Disclosed is an indoor and outdoor personal navigation
algorithm based on INS / GPS integration of MEMS. The method is implemented through the following steps of, in an INS / GPS loosely-coupled integrated
navigation error model, selecting the attitude error, the speed error and the
position error of INS and the constant drift errors of a
gyroscope and an
accelerometer as the state variables of an integrated
navigation system. Achieving personal position purely through inertial devices can lead to increase of navigation errors over time. The indoor and outdoor personal navigation
algorithm based on INS / GPS integration of the MEMS determines whether the
system enters an integrated mode through the accuracy of adjacent effective information detected by GPS to GPS measured positions.

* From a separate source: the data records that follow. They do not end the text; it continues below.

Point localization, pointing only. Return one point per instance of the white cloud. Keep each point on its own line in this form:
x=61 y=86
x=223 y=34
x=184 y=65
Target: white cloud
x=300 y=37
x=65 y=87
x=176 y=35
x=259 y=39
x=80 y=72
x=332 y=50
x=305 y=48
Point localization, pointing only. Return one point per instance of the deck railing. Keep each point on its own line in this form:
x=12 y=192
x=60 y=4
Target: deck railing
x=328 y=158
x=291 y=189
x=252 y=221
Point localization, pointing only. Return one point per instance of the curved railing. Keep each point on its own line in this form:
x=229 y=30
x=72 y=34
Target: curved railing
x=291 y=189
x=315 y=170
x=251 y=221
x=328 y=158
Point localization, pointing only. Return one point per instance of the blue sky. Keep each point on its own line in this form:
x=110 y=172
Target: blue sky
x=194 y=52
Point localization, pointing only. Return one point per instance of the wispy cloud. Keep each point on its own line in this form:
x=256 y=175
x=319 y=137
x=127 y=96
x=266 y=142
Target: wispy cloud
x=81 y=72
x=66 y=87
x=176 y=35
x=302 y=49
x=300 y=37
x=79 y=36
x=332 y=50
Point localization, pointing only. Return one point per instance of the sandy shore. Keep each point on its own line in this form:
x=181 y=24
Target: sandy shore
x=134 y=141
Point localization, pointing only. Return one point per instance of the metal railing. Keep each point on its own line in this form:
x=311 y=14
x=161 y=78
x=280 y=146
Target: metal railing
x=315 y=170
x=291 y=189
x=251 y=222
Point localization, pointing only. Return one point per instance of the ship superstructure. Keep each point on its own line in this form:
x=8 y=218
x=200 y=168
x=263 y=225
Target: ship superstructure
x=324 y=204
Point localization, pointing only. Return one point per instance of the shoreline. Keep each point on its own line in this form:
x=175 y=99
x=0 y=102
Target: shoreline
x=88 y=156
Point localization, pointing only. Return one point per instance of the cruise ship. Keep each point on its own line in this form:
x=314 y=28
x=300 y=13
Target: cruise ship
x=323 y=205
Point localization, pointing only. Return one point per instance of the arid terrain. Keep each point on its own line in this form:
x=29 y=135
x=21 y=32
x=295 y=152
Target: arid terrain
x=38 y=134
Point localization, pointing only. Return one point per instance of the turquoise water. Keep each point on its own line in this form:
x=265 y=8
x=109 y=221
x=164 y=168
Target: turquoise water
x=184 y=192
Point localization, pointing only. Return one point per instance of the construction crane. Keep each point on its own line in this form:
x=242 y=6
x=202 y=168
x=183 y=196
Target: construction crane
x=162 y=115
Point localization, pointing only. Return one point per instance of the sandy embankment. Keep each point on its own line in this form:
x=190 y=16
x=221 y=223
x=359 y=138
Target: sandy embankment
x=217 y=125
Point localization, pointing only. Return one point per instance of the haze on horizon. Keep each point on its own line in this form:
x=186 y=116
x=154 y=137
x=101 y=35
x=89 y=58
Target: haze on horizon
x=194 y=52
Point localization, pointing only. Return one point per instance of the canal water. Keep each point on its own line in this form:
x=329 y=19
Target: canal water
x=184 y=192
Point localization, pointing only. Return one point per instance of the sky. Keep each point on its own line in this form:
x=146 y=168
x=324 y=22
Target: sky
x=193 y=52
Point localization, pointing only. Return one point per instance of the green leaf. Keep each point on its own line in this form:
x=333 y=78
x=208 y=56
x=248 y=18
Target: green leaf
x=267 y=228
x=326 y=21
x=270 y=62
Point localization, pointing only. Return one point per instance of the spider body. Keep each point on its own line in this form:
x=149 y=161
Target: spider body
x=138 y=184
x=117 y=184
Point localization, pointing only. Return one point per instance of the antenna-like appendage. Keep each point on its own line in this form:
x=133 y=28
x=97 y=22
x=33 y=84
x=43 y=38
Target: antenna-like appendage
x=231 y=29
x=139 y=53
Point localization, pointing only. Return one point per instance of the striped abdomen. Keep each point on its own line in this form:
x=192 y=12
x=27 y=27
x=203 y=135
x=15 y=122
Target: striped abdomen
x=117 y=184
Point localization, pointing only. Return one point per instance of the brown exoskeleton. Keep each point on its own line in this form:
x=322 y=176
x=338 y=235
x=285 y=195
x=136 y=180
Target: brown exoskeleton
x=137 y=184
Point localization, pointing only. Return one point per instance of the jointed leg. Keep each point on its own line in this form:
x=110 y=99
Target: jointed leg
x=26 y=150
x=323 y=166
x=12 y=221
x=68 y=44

On the traditional basis of determining through the number of receiving satellites and precision
estimation factors, the indoor and outdoor personal navigation
algorithm based on INS / GPS integration of the MEMS adds a determining identification window. By fusing the
particle filter algorithm of indoor maps and determining whether particle calculation results meet objective facts, the indoor and outdoor personal navigation algorithm based on INS / GPS integration of the MEMS can correct the course errors of an original algorithm and accordingly optimize
pedestrian tracks, thereby well providing long-time and high-precision indoor autonomous navigation.